By Katie Demeria
After decades of cleanup, the Avtex Superfund Site is finally ready to be returned to the community.
The Front Royal-Warren County Economic Development Authority plans to hold a community event to celebrate and tour the remediated Avtex site, according to Executive Director Jennifer McDonald.
"Avtex, at one time, was the only industry that provided jobs in this community," McDonald said. "When it was shut down, it was devastating."
The event will take place from 10 a.m. to 4 p.m. Sept. 20 rain or shine, and will provide entertainment in addition to tours of the site. It will take place at the Avtex Commercial Site, 400 Kendrick Lane, Front Royal.
In the morning, attendees can listen to speakers associated with the project, McDonald said. Local food vendors, businesses and organizations will also be present, as well as music and activities for kids.
All members of the community are invited, and the EDA is encouraging former Avtex employees to attend as well.
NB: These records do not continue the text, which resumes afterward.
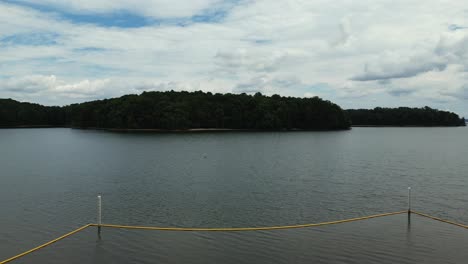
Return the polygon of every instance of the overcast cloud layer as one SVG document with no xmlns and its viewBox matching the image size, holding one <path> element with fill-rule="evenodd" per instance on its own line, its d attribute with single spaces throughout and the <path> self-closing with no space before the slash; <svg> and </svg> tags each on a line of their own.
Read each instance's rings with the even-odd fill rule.
<svg viewBox="0 0 468 264">
<path fill-rule="evenodd" d="M 4 0 L 0 97 L 320 96 L 468 116 L 463 1 Z"/>
</svg>

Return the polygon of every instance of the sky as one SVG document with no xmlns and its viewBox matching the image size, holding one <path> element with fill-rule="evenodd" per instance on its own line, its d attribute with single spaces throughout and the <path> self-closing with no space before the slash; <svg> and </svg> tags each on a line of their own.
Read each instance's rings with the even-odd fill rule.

A total of 162 acres is now available for redevelopment, according to McDonald. Another 240 have been made into a conservancy park along the Shenandoah River.
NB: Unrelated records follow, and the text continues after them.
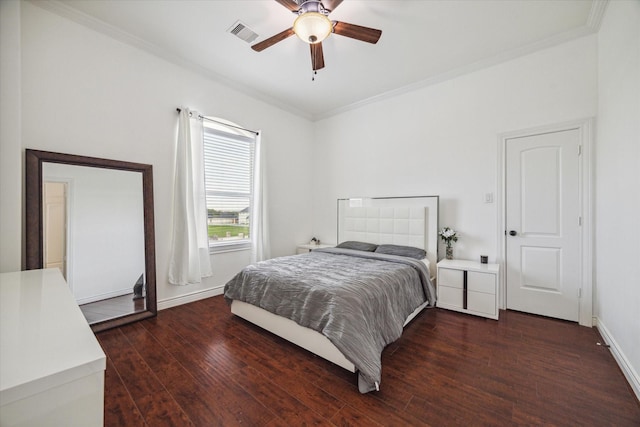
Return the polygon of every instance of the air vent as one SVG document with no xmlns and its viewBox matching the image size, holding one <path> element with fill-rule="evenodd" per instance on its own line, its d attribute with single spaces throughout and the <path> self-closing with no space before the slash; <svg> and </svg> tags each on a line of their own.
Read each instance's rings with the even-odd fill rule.
<svg viewBox="0 0 640 427">
<path fill-rule="evenodd" d="M 240 21 L 237 21 L 235 24 L 233 24 L 231 28 L 227 30 L 227 32 L 236 35 L 238 38 L 246 41 L 247 43 L 251 43 L 258 38 L 258 34 L 255 31 L 253 31 L 251 28 L 247 27 Z"/>
</svg>

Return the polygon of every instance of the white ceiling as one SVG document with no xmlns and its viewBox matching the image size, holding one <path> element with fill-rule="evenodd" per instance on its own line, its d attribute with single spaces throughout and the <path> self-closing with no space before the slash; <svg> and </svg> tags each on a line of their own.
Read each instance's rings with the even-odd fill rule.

"This community has waited a long time to have this site handed back over to them," McDonald said.
Event attendees should also be able to witness the Environmental Protection Agency handing a letter of no further interest to the EDA, she added.
"That will allow us to start redeveloping the property," McDonald said, adding that new businesses will add more tax revenue and jobs to the community.
The area became a superfund site in 1989, she said, and the EDA took ownership in 2000.
John Torrence has been the senior project manager since 1999. He is with Environmental Resources Management, a sustainability consultancy that was contracted by the FMC Cooperation. FMC was responsible for the land's remediation.
Torrence said that when cleanup began, FMC asked the community what they wanted from the site. Community members responded with three requests: job opportunities, an open space conservation area and places to play, including athletic fields.
"I'm very proud to have been part of this cleanup," Torrence said. "I was working with a company that was dedicated to making it right."
The cleanup took so long because crews were very careful about how they worked on the property, according to Torrence. The buildings had to be cleaned before they were demolished to avoid leaving hazardous materials behind.
The soil also had to be carefully characterized, and the entire sewer system -- beneath both the land used for redevelopment and the conservancy land -- had to be removed.
Soon, the community will be able to take advantage of the property, both through new businesses and the conservancy, which includes trails.
"I've been here long enough that I've seen the town of Front Royal transform in a very good way, and I think the completion of the remediation, and now looking forward to the ready for redevelopment message we have -- it just feels good," Torrence said.